The comments mark a shift in sentiment for Mobius, 77, who said on Feb. 7 that developing nations could “expect a lot more selling.” The MSCI Emerging Markets Index climbed 0.9 percent to a two-week high at 4 p.m. in London, trimming this year’s drop to 5.8 percent. The selloff dragged the index’s valuation to less than 9 times projected 12-month earnings on Feb. 4, the cheapest since August and compared with a multiple of 14 for the MSCI World Index of developed-country equities.

Mobius joins Aberdeen Asset Management Ltd. and Coutts & Co. in touting developing-country assets after a rout last month. A Bloomberg gauge tracking 20 emerging-market currencies has risen 0.9 percent in February after suffering a 3 percent slump in January, the worst start to a year since 2009.

‘Tremendous Variation’

The measure has increased on all but one day since its relative-strength index fell to 19 on Feb. 3, near an eight- month low and below the threshold of 30 that indicates to some technical analysts that a security is poised to reverse.
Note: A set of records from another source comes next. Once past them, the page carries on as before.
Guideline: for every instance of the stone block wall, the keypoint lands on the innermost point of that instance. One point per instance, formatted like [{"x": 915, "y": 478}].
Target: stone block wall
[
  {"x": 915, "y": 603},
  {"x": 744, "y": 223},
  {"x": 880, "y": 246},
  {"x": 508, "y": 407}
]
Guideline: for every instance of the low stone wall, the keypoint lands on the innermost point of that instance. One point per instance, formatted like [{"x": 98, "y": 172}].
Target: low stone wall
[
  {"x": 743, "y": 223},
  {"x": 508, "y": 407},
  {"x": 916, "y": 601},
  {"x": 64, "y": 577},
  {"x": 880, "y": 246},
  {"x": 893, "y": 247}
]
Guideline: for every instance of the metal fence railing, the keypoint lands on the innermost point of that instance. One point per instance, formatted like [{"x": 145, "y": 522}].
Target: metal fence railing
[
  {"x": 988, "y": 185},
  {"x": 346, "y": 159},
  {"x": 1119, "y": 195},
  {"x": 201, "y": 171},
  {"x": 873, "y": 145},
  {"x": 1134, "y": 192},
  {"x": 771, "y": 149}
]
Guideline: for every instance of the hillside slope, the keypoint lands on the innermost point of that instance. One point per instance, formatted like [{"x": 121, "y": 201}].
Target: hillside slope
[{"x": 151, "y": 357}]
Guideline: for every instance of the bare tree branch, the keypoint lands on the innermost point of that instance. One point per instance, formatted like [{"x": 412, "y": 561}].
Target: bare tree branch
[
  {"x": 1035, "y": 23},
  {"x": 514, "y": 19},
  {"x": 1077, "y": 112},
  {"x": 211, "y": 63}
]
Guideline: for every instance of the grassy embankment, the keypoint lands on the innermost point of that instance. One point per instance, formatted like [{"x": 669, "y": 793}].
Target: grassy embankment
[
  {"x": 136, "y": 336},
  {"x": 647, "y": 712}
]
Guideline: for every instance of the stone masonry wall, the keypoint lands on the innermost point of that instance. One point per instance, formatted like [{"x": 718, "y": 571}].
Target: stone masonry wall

Clients of Coutts, the wealth management unit of Royal Bank of Scotland Group Plc, are boosting holdings in Asian and Russian assets, Gary Dugan, the chief investment officer in Asia and the Middle East, said Feb. 9. Devan Kaloo, the London-based head of global emerging markets at Aberdeen, recommended Turkish banks for “brave” investors in a Feb. 5 interview.

“It’s an opportunity for people like us,” who are active managers and can take advantage of market volatility, Mobius said today. There is “tremendous variation in emerging markets, which is why it’s so important to differentiate,” he said.

The Turkish lira has recovered since the central bank unexpectedly raised interest rates in a midnight decision on Jan. 29 to stop the currency’s freefall, while Argentina’s peso is stabilizing after Argentina devalued it last month by the most in 12 years.